Alla luce degli interventi che si sono sviluppati durante il mese di agosto su temi come l’occupazione, le relazioni industriali, il precariato, vorrei proporre alcune considerazioni, anche partendo da spunti di riflessione offerti dagli articoli dell’economista Michele Boldrin, sul Fatto Quotidiano.
E’ incontestabile che senza nuovi investimenti da parte delle imprese, in particolare le piccole e medie, che sono l’ossatura fondamentale della nostra economia, non si crea nuova occupazione. Perché esse investano devono sussistere adeguate condizioni economiche di contesto e di relazioni industriali, tali da garantire il ritorno dell’investimento ed un profitto simile a quello dei concorrenti, che non sono solo italiani ma globali.
Per uscire da questa crisi sono necessari cambiamenti strutturali.
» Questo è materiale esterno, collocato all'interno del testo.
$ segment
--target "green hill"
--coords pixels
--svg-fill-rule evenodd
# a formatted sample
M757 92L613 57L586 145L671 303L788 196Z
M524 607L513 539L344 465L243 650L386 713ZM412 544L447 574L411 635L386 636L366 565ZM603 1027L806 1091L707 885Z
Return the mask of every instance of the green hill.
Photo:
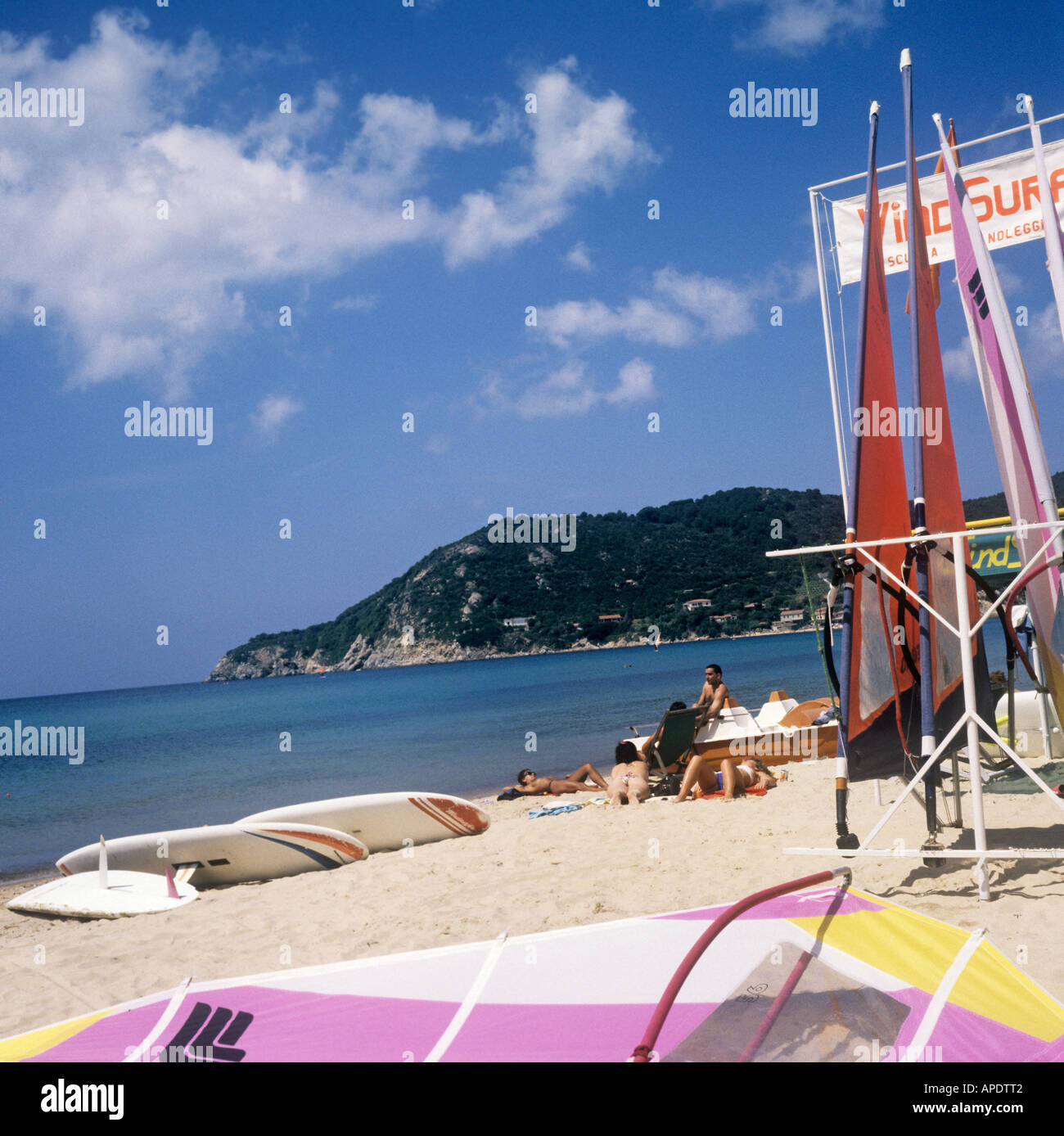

Ciò vale per la politica, l’imprenditoria e il sindacato. Berlusconi e Tremonti invece hanno continuato a dire che l’economia andava meglio di quella degli altri Paesi, parte dell’imprenditoria pensa di poter sfruttare l’occasione per tornare ai “padroni delle ferriere”, una parte del sindacato ritiene che tutto sia intoccabile ed immodificabile nei rapporti di lavoro.
A causa della crisi i patrimoni valgono meno, ma il pessimismo delle famiglie sul reddito futuro le induce a ridurre i consumi. Altro dato inconfutabile è che la crisi ha spostato l’ombelico economico del mondo dall’area Occidentale (Usa e Eu) a quella Orientale (Cina e India), con l’ingresso nel mercato (anche del lavoro) di 3 miliardi d'indo-cinesi produttivi e poco costosi.
L’ulteriore conseguenza è la distruzione di aziende e posti di lavoro, specialmente a medio-basso valore aggiunto, legata a beni e servizi che non saranno più prodotti dalla nostra industria, poiché Cina e Far East saranno sempre più “la fabbrica del mondo”. Gli imprenditori, quindi, dovranno trovare altre “idee imprenditoriali” innovative: migliaia di lavoratori, di converso, dovranno cambiare o apprendere un nuovo lavoro.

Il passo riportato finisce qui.